Home Research Teaching Misc

A Software Bug Taxonomy

1. Resource Management Bugs

a) Stack buffer overflow/underun, Heap buffer overflow/underrun

Description: Buffer handle used to access memory outside the region allocated.

Example 1:
  //stack buffer overun for sizes greater than 42
  void stack_buf( void* src, int size ) {
    char buffer[42];
    memcpy( buffer, src, size );

Example 2:
  //heap buffer overun for sizes greater than 42
  void heap_buf( void* src, int size ) {
    char buffPtr* = new char[42];
    if( buffPtr )
      memcpy( buffer, src, size );

b) Dereferencing NULL pointer

  public class nullDeref {
    public static void main(String argv []) {
    MyObject o = null;
    BufferedReader keyb = new BufferedReader;
    String inp = keyb.readLine();
    if( inp != "quit" ){
      o.construct( inp );

In the above example, if inp == "quit", toString() is called on a null object.
c) Dereferencing pointer to uninitialised memory
d) Failing to allocate sufficient memory for objects
e) Dereferencing pointer to freed memory

f) Memory leak

Code loses the ability to free dynamically allocated memory.

  void foo(){
    char* s = new char[42];
    char* t = new char[42];
    cin >> s;
    t = s; //loses handle to memory originally pointed to by t
    delete[] s;
delete[] t;

g) Double free

Attempt to deallocated already deallocated memory..

  void foo(){
    char* s = new char[42];
    char* t;
    cin >> s;
    t = s;
    delete[] s;
    delete[] t; //double free since both s and t point to same memory location

h) Returning pointer to local stack variable
i) Returning pointer to freed memory

j) Stack smashing

Special case of buffer overrun that may crash a program or transfer control to malicious code (or unintended sections) by overwriting the on-stack return address of the function.

k) Unititialised read: Uses memory that has not been initialised

l) Using handle to closed file or socket(eg. double close)
m) File handle/socket leak
2. Data Bugs

a) Serialisation

Data of type X stored in object of type Y resulting in possible data corruption.

b) Using unchecked stored data: Data from secondary storage not checked for format or corruption

c) Unchecked return values (read(), write() etc)

Not checking for failure on return from some functions and possibly incorrectly using the error value

3. Concurrent Bugs
are bugs that are due to multiprocess/multithreading computations

a) Atomicity/Data race

Sequence of access operations (including at least one write access) in a execution streams should be executed atomically, but may be interrupted or interleaved with operations from other threads.

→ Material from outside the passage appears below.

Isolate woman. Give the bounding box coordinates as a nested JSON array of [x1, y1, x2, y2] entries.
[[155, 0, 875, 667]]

We use this class mainly for bugs that result from not using synchronisation mechanisms to ensure atomicity.

b) Inconsistent synchronisation

Shared variable is sometimes protected by synchronisation mechansim, but sometimes not. We use this class for bugs that occur when synchronisation is thought about and used, but not uniformly implemented.

c) Deadlock

d) Orphaned thread

Threads wait on dead threads

e) Livelock

Threads fail to make progress but perpetually change state due to shared resources held by other threads

4. Arithmetic errors
a) Divide by 0
b) Floating point exceptions

c) Range wraps

Operations may trigger range overflow

5. Semantic Bugs
are constructs that contradict the 'intent' of the programmer.

a) Data leak

Sensitive information is made accessible to untrusted components.

Example: Java String internals are not zeroed out after a function exits. This means user passwords stored in strings remain in memory.

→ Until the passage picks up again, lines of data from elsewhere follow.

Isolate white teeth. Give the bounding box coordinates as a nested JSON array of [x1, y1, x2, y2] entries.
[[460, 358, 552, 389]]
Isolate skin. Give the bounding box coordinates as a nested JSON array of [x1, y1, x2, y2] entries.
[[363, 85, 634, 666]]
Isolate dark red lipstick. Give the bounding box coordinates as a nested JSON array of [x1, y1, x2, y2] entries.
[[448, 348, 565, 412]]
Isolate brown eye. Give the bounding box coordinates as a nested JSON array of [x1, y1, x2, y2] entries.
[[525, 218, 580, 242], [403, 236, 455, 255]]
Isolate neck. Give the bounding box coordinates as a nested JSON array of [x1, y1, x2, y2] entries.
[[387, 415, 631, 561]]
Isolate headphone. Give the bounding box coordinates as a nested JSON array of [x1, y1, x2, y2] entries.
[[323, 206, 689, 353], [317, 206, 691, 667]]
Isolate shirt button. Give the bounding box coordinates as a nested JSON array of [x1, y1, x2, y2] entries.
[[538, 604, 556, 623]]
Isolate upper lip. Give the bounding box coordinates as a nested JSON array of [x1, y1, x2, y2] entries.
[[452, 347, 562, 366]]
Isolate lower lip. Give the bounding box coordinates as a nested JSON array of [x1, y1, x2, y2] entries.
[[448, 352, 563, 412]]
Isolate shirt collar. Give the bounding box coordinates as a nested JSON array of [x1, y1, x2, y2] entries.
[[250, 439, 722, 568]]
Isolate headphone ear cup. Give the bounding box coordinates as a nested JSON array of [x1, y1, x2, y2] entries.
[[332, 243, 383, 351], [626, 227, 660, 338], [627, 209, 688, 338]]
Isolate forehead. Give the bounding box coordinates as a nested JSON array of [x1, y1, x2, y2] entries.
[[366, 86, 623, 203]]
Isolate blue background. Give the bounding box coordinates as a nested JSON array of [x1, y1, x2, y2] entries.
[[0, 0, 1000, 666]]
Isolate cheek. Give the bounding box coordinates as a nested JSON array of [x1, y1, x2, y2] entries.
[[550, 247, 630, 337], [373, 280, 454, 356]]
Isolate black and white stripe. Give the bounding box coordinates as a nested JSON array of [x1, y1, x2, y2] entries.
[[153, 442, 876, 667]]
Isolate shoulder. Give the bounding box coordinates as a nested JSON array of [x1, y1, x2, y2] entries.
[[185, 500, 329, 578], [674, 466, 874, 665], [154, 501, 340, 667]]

Example: Plain text password sent over unsecure network.

b) Unsanitised output

Safe output properties do not hold on all possible paths.

  class user{
    //random user info field
  user foo;
  .//random activity
  write( foo, activity_log );

In the example, cached_passwd should not be written to the activity log. Another example is ensuring that output is properly formatted.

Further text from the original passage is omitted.